The World We Wish To See: Revolutionary Objectives in the Twenty-First Century

Reviewed by Daniel
Egan

Samir Amin, The World We Wish To See: Revolutionary Objectives in the Twenty-First Century (New York: Monthly Review Press, 2008).

This book is an important reaffirmation of the necessity for revolution and socialism from one of the left’s preeminent critics of global capitalism. The importance of this manifesto is twofold. Not only does it challenge hegemonic notions that ‘there is no alternative’ to capitalism, it also challenges the left to once again put power at the center of its political project.

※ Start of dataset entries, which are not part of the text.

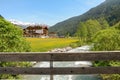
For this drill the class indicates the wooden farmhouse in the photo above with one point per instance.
(36, 31)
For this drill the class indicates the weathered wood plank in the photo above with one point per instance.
(60, 71)
(81, 56)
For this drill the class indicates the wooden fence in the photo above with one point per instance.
(81, 56)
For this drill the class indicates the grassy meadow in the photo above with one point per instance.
(46, 44)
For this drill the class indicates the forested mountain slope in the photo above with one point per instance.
(110, 10)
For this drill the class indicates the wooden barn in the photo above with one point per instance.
(36, 31)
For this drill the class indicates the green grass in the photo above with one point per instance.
(43, 45)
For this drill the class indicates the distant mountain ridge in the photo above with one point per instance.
(110, 10)
(22, 24)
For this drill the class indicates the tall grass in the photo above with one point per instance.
(43, 45)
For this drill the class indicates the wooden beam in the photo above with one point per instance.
(60, 71)
(81, 56)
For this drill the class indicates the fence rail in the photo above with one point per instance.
(81, 56)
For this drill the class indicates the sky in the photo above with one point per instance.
(47, 12)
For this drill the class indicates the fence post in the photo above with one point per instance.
(51, 67)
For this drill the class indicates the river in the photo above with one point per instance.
(66, 64)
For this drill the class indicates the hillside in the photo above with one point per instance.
(109, 9)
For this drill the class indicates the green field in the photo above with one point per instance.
(43, 45)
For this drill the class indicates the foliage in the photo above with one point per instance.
(108, 40)
(109, 10)
(43, 45)
(87, 29)
(11, 40)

Amin’s manifesto starts with an analysis of the contradictory nature of capitalism. Capitalism has, since its origins, integrated core and periphery into a system of global exploitation, but at the same time it has been characterized by a system of nation-states. The system of nation-states, with its diversity of specific political and cultural institutions, has played an important role in the development of capitalism, but it also serves as an important foundation from which to challenge capitalism. Global capitalism is characterized by a diversity of “popular classes and other dominated and exploited peoples” (8) that resist capitalism in ways specific to their own situation. While workers’ struggles “will continue to form the central axis of struggles likely to change the social balance of power” (36), the left must be organized as a hegemonic bloc uniting diverse forms of resistance to capitalism. The major task for the left, therefore, is “to construct a convergence in diversity that will make it possible for dominated and oppressed classes and people to advance” (38). Amin is calling for nothing short of the creation of a Fifth International for the renewal of the socialist project.

Amin rejects the abandonment of revolution which has characterized much of the left since the collapse of Soviet state socialism. While recognizing the failures and limitations of 20th-century revolutions, Amin argues that revolutions “make it possible for creative utopian ideas to win over minds and, eventually, achieve the supreme ambition of modernity, which is to make human beings the active subjects of their own history” (18). The social movements which are to serve as the principal agent of revolution in the 21st century are defined by three features: 1) they work for social progress, by which Amin means the elimination of exploitation and oppression; 2) they use participatory democratic methods and forms of organization; and 3) they respect diversity and national autonomy. The history of 20th-century socialism shows that the left’s record on these points is problematic. The Soviet Union and China, when faced with “the contradictory task of ‘catching up’ (which implies the use of methods analogous to those of capitalism) and ‘doing something else’ (constructing socialism)” (19), eventually chose the former over the latter. Likewise, Amin is critical of the national-populist regimes that came to power following national liberation struggles in Africa and Asia for their pursuit of national capitalist goals rather than socialism.

Amin is also critical of the vanguardist strategies that defined 20th-century socialism:

This tradition is reproached, and rightly so, for the undemocratic practices on which it was based: rejection of diversity; the claim of some to hold the ‘correct line’ deduced from a ‘scientific’ analysis that is asserted to be irreproachable; the marked centralization of organization and decision-making authorities…; bureaucratic and doctrinaire excesses that were fatal in these conditions, etc. (61f)

The appropriate response to this history is not to reject revolution, but to affirm the unity of socialism and democracy: “There will be no socialism without democracy, but equally there will be no democratic advances without social progress” (71).

This slim volume offers a sophisticated argument presented in a highly accessible manner. Left activists in all of their diversity will find it a useful tool for organizing within their movements.